A Spectro-Temporal Framework for Compensation of Reverberation for Speech Recognition
The objective of this thesis is the development of signal processing and analysis techniques that would provide sharply improved speech recognition accuracy in highly reverberant environments. Speech is a natural medium of communication for humans, and in the last decade various speech technologies like automatic speech recognition (ASR), voice response systems etc. have considerably matured. The above systems rely on the clarity of the captured speech but many of the real-world environments include noise and reverberation that mitigate the system performance. The key focus of the thesis is on the robustness of ASR to reverberation.
In our work, we first provide a new framework to adequately and efficiently represent the problem of reverberation in speech feature domains. Although our framework incurs modeling approximation errors, we believe that it provides a good basis for developing reverberation compensation algorithms. Based on our framework, we successfully develop a number of dereverberation algorithms. The algorithms reduce the uncertainly involved in dereverberation tasks by using speech knowledge in terms of cepstral auto-correlation, cepstral distribution, and, non-negativity and sparsity of spectral values. We demonstrate the success of our algorithms on clean-training as well as matched-training.

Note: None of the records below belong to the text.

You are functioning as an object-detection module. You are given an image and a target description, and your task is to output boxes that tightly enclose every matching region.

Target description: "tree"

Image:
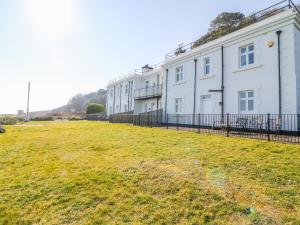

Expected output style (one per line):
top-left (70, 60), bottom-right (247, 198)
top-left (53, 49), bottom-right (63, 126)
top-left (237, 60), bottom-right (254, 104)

top-left (193, 12), bottom-right (248, 48)
top-left (86, 103), bottom-right (105, 114)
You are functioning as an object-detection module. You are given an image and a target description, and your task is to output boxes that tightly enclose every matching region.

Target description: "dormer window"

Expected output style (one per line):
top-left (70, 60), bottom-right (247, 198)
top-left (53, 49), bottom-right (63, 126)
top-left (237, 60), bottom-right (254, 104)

top-left (240, 44), bottom-right (254, 67)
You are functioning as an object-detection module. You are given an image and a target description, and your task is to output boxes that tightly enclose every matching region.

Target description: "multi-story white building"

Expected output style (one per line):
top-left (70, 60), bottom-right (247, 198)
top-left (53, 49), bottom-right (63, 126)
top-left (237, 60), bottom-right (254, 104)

top-left (106, 64), bottom-right (163, 116)
top-left (163, 9), bottom-right (300, 118)
top-left (108, 3), bottom-right (300, 119)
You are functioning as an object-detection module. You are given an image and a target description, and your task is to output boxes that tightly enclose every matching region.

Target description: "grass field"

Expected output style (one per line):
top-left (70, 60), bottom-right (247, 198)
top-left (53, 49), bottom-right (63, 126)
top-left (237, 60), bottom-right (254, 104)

top-left (0, 121), bottom-right (300, 225)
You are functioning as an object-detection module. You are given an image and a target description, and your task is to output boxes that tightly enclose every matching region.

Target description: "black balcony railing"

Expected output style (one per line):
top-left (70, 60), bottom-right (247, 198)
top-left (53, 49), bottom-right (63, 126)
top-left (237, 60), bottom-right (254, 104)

top-left (134, 85), bottom-right (162, 100)
top-left (109, 113), bottom-right (300, 143)
top-left (166, 0), bottom-right (300, 59)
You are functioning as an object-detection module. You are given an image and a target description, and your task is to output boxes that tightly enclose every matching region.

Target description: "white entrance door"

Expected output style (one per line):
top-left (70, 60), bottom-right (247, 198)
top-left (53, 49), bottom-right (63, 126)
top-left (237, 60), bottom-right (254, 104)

top-left (200, 95), bottom-right (212, 114)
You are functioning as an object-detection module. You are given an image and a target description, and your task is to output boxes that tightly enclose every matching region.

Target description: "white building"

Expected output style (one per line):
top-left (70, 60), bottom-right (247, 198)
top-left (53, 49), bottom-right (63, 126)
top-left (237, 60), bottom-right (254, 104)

top-left (106, 64), bottom-right (163, 116)
top-left (163, 9), bottom-right (300, 118)
top-left (107, 5), bottom-right (300, 121)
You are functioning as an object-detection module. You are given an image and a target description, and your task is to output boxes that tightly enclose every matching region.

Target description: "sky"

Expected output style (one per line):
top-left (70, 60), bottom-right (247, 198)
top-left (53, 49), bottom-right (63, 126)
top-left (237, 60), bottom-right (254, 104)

top-left (0, 0), bottom-right (300, 114)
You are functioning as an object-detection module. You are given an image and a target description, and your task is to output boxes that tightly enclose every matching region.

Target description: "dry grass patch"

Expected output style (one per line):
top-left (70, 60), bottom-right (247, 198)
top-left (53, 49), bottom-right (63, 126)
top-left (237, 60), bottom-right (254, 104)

top-left (0, 121), bottom-right (300, 224)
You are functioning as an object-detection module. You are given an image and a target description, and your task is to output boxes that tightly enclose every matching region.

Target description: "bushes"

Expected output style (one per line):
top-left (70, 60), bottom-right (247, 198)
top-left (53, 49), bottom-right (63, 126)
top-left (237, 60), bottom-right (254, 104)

top-left (86, 103), bottom-right (105, 114)
top-left (0, 116), bottom-right (23, 125)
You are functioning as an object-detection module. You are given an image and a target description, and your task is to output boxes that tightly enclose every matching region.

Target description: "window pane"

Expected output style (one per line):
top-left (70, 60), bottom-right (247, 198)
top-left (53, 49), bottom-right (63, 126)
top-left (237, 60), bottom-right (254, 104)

top-left (248, 91), bottom-right (254, 98)
top-left (240, 92), bottom-right (246, 98)
top-left (241, 55), bottom-right (247, 66)
top-left (205, 66), bottom-right (210, 75)
top-left (249, 53), bottom-right (254, 64)
top-left (240, 100), bottom-right (246, 111)
top-left (248, 100), bottom-right (254, 111)
top-left (248, 45), bottom-right (254, 52)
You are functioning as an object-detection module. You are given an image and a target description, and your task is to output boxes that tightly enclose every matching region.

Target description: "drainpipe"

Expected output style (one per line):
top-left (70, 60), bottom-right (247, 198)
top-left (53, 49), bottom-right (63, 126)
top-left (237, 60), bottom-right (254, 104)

top-left (221, 46), bottom-right (224, 119)
top-left (120, 85), bottom-right (122, 113)
top-left (113, 85), bottom-right (116, 114)
top-left (165, 69), bottom-right (169, 122)
top-left (193, 59), bottom-right (197, 125)
top-left (276, 30), bottom-right (282, 116)
top-left (127, 81), bottom-right (130, 112)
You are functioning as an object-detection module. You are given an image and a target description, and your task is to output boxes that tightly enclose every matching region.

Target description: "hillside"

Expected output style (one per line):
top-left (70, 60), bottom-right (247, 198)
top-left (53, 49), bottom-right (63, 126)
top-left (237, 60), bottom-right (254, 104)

top-left (50, 89), bottom-right (106, 114)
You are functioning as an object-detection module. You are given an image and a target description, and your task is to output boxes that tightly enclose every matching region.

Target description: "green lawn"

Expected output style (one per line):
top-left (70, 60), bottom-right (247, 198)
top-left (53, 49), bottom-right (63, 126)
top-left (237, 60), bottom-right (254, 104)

top-left (0, 121), bottom-right (300, 225)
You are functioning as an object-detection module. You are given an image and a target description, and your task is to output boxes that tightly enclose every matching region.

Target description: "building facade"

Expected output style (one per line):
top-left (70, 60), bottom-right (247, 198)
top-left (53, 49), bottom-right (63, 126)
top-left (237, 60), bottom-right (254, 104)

top-left (107, 9), bottom-right (300, 119)
top-left (106, 64), bottom-right (163, 116)
top-left (163, 10), bottom-right (300, 118)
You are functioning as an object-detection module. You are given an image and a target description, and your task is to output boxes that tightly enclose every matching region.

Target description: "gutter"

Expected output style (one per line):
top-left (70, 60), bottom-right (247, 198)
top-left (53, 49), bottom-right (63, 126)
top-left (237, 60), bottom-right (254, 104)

top-left (165, 69), bottom-right (169, 122)
top-left (127, 81), bottom-right (130, 112)
top-left (221, 45), bottom-right (224, 119)
top-left (276, 30), bottom-right (282, 115)
top-left (113, 85), bottom-right (116, 114)
top-left (193, 59), bottom-right (198, 125)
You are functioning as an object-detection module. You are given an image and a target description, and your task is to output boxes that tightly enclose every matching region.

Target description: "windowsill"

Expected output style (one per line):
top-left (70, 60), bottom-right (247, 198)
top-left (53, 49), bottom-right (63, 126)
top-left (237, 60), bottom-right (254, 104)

top-left (233, 64), bottom-right (262, 73)
top-left (173, 80), bottom-right (186, 85)
top-left (200, 74), bottom-right (215, 80)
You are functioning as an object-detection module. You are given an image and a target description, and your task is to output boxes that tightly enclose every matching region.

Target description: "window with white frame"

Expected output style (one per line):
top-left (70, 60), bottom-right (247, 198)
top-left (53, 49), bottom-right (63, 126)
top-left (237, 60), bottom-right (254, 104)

top-left (204, 57), bottom-right (211, 76)
top-left (175, 98), bottom-right (182, 113)
top-left (239, 91), bottom-right (254, 113)
top-left (151, 102), bottom-right (155, 110)
top-left (119, 85), bottom-right (122, 97)
top-left (175, 66), bottom-right (183, 83)
top-left (240, 44), bottom-right (254, 67)
top-left (145, 81), bottom-right (149, 88)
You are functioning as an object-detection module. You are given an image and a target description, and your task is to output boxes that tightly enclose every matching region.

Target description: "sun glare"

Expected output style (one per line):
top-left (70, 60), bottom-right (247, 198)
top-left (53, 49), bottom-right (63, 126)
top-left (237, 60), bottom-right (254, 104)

top-left (27, 0), bottom-right (73, 39)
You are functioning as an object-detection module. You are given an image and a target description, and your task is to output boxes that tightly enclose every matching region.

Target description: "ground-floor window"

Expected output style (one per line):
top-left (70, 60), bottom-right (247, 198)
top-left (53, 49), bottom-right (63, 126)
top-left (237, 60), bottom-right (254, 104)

top-left (239, 91), bottom-right (254, 113)
top-left (175, 98), bottom-right (182, 113)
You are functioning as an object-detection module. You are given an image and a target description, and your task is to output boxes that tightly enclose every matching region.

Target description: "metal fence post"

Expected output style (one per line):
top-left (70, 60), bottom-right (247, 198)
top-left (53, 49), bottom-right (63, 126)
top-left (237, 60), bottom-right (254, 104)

top-left (198, 113), bottom-right (201, 134)
top-left (267, 113), bottom-right (271, 141)
top-left (226, 113), bottom-right (229, 137)
top-left (166, 113), bottom-right (169, 129)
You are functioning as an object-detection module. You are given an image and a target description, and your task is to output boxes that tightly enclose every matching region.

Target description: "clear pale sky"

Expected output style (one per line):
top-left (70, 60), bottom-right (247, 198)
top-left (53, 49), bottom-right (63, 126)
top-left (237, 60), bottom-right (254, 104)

top-left (0, 0), bottom-right (300, 114)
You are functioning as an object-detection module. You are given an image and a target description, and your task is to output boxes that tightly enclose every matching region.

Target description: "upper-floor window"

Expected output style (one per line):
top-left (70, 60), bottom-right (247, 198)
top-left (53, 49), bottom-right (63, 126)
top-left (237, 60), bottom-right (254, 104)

top-left (239, 91), bottom-right (254, 113)
top-left (175, 98), bottom-right (182, 113)
top-left (175, 66), bottom-right (183, 83)
top-left (240, 44), bottom-right (254, 67)
top-left (204, 57), bottom-right (211, 76)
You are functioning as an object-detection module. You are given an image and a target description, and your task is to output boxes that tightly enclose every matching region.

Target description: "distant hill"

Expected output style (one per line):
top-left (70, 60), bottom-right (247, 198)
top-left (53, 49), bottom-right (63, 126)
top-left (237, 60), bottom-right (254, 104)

top-left (49, 89), bottom-right (106, 114)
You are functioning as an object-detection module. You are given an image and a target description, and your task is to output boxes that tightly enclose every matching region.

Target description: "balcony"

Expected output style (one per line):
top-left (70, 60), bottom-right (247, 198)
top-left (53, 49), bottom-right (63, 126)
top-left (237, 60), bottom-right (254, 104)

top-left (134, 85), bottom-right (162, 100)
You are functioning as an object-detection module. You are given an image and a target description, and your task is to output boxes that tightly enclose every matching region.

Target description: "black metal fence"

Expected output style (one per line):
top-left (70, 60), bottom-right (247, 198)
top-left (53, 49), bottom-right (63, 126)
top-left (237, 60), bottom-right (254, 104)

top-left (109, 113), bottom-right (300, 143)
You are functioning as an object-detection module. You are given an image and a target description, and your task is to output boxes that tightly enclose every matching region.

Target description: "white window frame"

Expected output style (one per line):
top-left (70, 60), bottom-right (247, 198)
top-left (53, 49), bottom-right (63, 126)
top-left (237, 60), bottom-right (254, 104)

top-left (175, 98), bottom-right (183, 114)
top-left (238, 90), bottom-right (255, 114)
top-left (204, 57), bottom-right (212, 76)
top-left (175, 66), bottom-right (184, 83)
top-left (239, 43), bottom-right (255, 68)
top-left (145, 80), bottom-right (150, 88)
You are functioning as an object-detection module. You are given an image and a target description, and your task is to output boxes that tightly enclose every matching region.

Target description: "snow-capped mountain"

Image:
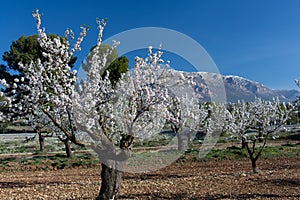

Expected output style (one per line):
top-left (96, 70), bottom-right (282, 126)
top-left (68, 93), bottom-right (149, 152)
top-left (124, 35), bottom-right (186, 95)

top-left (186, 72), bottom-right (300, 102)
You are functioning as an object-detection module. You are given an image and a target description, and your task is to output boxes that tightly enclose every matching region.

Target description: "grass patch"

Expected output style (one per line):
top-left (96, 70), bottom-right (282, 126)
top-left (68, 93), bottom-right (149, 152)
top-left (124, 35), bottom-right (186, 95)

top-left (0, 154), bottom-right (99, 171)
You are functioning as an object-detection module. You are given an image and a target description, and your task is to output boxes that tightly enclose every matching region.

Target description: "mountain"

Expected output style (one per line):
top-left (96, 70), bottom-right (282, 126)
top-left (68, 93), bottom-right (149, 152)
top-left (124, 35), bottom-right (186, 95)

top-left (180, 72), bottom-right (300, 102)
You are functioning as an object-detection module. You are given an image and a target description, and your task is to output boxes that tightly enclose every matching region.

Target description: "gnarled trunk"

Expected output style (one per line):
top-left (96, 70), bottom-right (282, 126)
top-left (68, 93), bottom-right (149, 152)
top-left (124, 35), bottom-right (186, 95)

top-left (176, 132), bottom-right (184, 151)
top-left (63, 139), bottom-right (72, 158)
top-left (39, 133), bottom-right (45, 152)
top-left (96, 161), bottom-right (123, 200)
top-left (251, 159), bottom-right (258, 174)
top-left (242, 138), bottom-right (246, 149)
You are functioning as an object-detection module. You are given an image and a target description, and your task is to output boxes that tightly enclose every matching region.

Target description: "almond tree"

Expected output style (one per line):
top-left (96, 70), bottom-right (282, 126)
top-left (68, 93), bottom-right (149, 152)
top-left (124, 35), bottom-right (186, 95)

top-left (74, 43), bottom-right (197, 199)
top-left (1, 10), bottom-right (198, 199)
top-left (1, 10), bottom-right (87, 155)
top-left (229, 98), bottom-right (293, 173)
top-left (168, 95), bottom-right (208, 151)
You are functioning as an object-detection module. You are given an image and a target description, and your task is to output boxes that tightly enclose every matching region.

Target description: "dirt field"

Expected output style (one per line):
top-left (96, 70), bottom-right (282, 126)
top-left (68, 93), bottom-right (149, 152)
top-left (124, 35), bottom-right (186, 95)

top-left (0, 156), bottom-right (300, 199)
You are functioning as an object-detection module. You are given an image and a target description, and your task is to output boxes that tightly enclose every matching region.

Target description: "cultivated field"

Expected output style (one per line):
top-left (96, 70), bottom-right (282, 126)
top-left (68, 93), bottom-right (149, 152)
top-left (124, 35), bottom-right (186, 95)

top-left (0, 134), bottom-right (300, 200)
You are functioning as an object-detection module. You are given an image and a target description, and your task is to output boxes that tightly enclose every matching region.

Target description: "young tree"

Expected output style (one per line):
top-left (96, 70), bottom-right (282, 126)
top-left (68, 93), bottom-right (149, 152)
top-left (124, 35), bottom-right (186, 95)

top-left (1, 11), bottom-right (87, 155)
top-left (230, 98), bottom-right (293, 173)
top-left (168, 95), bottom-right (208, 151)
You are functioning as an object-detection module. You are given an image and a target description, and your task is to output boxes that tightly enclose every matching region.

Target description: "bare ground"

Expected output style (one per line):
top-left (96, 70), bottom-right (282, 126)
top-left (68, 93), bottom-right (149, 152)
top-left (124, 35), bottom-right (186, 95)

top-left (0, 156), bottom-right (300, 199)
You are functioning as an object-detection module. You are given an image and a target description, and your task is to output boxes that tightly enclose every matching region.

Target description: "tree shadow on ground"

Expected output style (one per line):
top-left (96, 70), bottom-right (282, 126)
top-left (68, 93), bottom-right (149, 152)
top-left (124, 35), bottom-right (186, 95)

top-left (121, 193), bottom-right (300, 200)
top-left (260, 179), bottom-right (300, 188)
top-left (0, 181), bottom-right (77, 189)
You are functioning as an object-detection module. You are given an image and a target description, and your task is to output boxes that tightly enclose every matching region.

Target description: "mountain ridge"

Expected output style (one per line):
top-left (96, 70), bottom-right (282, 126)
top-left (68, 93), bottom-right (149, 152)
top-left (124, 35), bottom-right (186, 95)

top-left (181, 72), bottom-right (300, 103)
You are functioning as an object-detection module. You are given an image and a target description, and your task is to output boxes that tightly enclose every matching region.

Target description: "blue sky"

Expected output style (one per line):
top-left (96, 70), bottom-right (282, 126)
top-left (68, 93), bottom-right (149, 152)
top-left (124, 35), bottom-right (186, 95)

top-left (0, 0), bottom-right (300, 89)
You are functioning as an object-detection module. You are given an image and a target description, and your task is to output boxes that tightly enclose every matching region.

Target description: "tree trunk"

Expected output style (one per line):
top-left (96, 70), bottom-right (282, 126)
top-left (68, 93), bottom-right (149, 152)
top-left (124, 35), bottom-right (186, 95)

top-left (97, 161), bottom-right (122, 200)
top-left (64, 139), bottom-right (72, 158)
top-left (39, 133), bottom-right (45, 152)
top-left (242, 138), bottom-right (246, 149)
top-left (251, 159), bottom-right (258, 174)
top-left (176, 132), bottom-right (184, 151)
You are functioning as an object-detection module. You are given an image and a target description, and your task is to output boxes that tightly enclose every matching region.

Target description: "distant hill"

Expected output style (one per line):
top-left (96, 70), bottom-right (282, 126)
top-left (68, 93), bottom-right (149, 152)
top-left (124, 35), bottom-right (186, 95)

top-left (179, 72), bottom-right (300, 102)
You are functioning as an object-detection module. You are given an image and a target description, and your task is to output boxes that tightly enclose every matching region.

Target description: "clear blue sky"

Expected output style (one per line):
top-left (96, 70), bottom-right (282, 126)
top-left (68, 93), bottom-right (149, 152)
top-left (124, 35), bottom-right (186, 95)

top-left (0, 0), bottom-right (300, 89)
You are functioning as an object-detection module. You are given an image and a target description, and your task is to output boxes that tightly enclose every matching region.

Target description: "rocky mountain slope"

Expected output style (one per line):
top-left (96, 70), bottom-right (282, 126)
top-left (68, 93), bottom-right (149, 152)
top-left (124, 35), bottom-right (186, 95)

top-left (185, 72), bottom-right (300, 102)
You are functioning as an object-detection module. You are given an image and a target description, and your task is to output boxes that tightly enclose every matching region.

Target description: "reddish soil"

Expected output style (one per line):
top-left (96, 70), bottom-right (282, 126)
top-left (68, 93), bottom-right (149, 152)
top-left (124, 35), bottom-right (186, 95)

top-left (0, 156), bottom-right (300, 199)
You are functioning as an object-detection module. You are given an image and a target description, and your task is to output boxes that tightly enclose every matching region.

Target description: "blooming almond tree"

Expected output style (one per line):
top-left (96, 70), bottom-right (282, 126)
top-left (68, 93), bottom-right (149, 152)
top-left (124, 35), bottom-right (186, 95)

top-left (168, 95), bottom-right (208, 151)
top-left (229, 98), bottom-right (293, 173)
top-left (74, 43), bottom-right (197, 199)
top-left (1, 10), bottom-right (87, 155)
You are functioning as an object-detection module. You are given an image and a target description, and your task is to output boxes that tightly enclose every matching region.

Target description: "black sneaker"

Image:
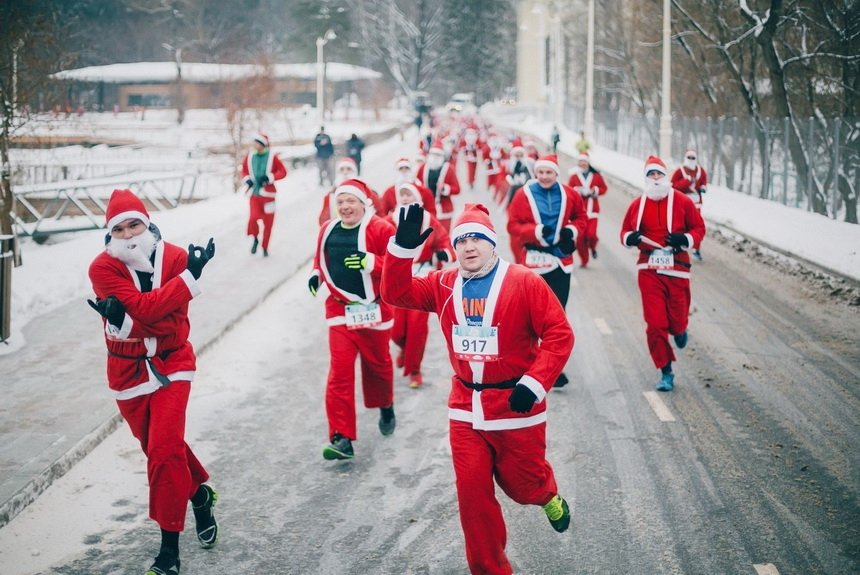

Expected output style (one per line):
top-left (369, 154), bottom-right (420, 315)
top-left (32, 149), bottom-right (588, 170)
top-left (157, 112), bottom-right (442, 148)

top-left (323, 433), bottom-right (355, 459)
top-left (191, 483), bottom-right (218, 549)
top-left (144, 549), bottom-right (179, 575)
top-left (379, 405), bottom-right (397, 435)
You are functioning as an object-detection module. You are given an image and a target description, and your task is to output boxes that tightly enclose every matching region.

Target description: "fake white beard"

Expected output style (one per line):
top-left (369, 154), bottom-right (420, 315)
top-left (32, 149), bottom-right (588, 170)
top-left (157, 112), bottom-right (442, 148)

top-left (105, 230), bottom-right (158, 273)
top-left (427, 154), bottom-right (445, 170)
top-left (643, 176), bottom-right (672, 200)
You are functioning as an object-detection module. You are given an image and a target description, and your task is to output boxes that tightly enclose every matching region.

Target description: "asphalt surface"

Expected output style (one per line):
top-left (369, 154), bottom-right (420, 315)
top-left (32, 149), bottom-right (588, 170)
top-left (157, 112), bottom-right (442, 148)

top-left (0, 141), bottom-right (860, 575)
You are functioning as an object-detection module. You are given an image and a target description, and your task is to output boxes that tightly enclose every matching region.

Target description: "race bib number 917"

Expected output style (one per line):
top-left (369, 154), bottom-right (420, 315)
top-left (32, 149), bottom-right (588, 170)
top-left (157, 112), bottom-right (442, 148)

top-left (451, 325), bottom-right (499, 361)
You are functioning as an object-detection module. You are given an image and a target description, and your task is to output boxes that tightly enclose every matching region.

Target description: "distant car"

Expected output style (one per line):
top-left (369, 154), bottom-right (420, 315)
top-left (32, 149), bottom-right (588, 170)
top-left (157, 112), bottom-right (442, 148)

top-left (445, 92), bottom-right (478, 114)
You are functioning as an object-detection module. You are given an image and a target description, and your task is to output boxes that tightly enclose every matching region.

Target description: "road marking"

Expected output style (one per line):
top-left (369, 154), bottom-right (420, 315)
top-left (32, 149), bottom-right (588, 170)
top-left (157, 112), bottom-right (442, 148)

top-left (643, 391), bottom-right (676, 424)
top-left (594, 317), bottom-right (612, 335)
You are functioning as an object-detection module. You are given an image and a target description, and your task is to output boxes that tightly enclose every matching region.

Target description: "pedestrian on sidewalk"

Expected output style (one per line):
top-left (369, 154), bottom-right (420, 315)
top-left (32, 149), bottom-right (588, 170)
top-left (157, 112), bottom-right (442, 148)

Apart from dereverberation, we also provide an approach for noise robustness via a temporal-difference operation in the speech spectral domain. There, via a theoretical analysis, we predict an expected improvement in the SNR threshold shift for whitenoise conditions. We also empirically quantify and study speech-feature level distortion with respect to speech-signal level additive noise.
Finally, we provide a new framework for a joint reverberation and noise representation and compensation. The new framework generalizes the spectral domain reverberation framework by incorporating an additive noise term. Working under the new framework, we combine our dereverberation and noise compensation approaches for better dereverberation as well as for the most challenging speech recognition task that includes both noise and reverberation components.